Sizi oraya, Hiç komplekse kapılmadan Kemal Derviş programını kusursuzca uygulayarak orta sınıfı yükselten; özgürlükçü, kucaklayıcı politikalarınızın taşıdığını görmezden geldiniz…

AKILSIZ MÜRETTEBAT YİNE

GÜVERTEDE TOPLANDI

Şimdi yeniden değerlendirme zamanı…

Aman kapatın kulaklarınızı sizin mahallenin konuşan kafalarına, trollerine…

Daha şimdiden altın üçgeni buldu o vasat köşeciler…

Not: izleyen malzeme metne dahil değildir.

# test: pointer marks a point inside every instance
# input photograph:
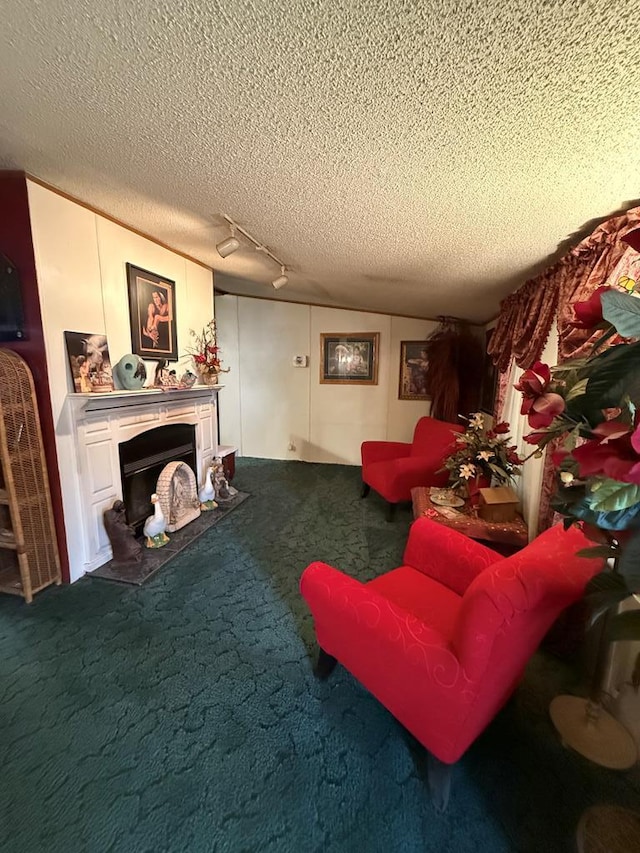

“Emekliye verilmeyen zam bahanesi”, “Küskün ama geri gelecek oy temennisi” ve “Kibirli ilçe başkanı, mahalle temsilcisi avuntusu” ve “Hiç merak etmeyin üç zamana kalmaz, eskisinden de güçlü dönüyoruz,” falcılığı…

Ey makul AKP’li kardeşim;

Biliyorsun ki; AKP büyük gövdeli uçak…

Kafa aşağı 80 derece yatmışsa eğer…

Gazete ve televizyon köşelerindeki bu akılsız mürettebatın attığı zarlarla bu Jumbo jet kalkmaz, bu temenni gerçekleşmez.

 Ve artık dikkat…

Cumhurbaşkanı Erdoğan”ın geldiği 16 milyonluk İstanbul’un başkanlık koltuğunda artık mazbatasını Kur’an-ı Kerim okuyarak almış laikliğinden hiç şüphe duyulmayacak bir siyasetçi oturuyor…

Yani bu Diyanet kafasından artık Erdoğan’a gelecek bir fayda yok…

Camiden yok, ama özgürlük, adalet, insan hakları, liyakat, merhamet, tevazu mabetlerinden gelecek hala çok oy var.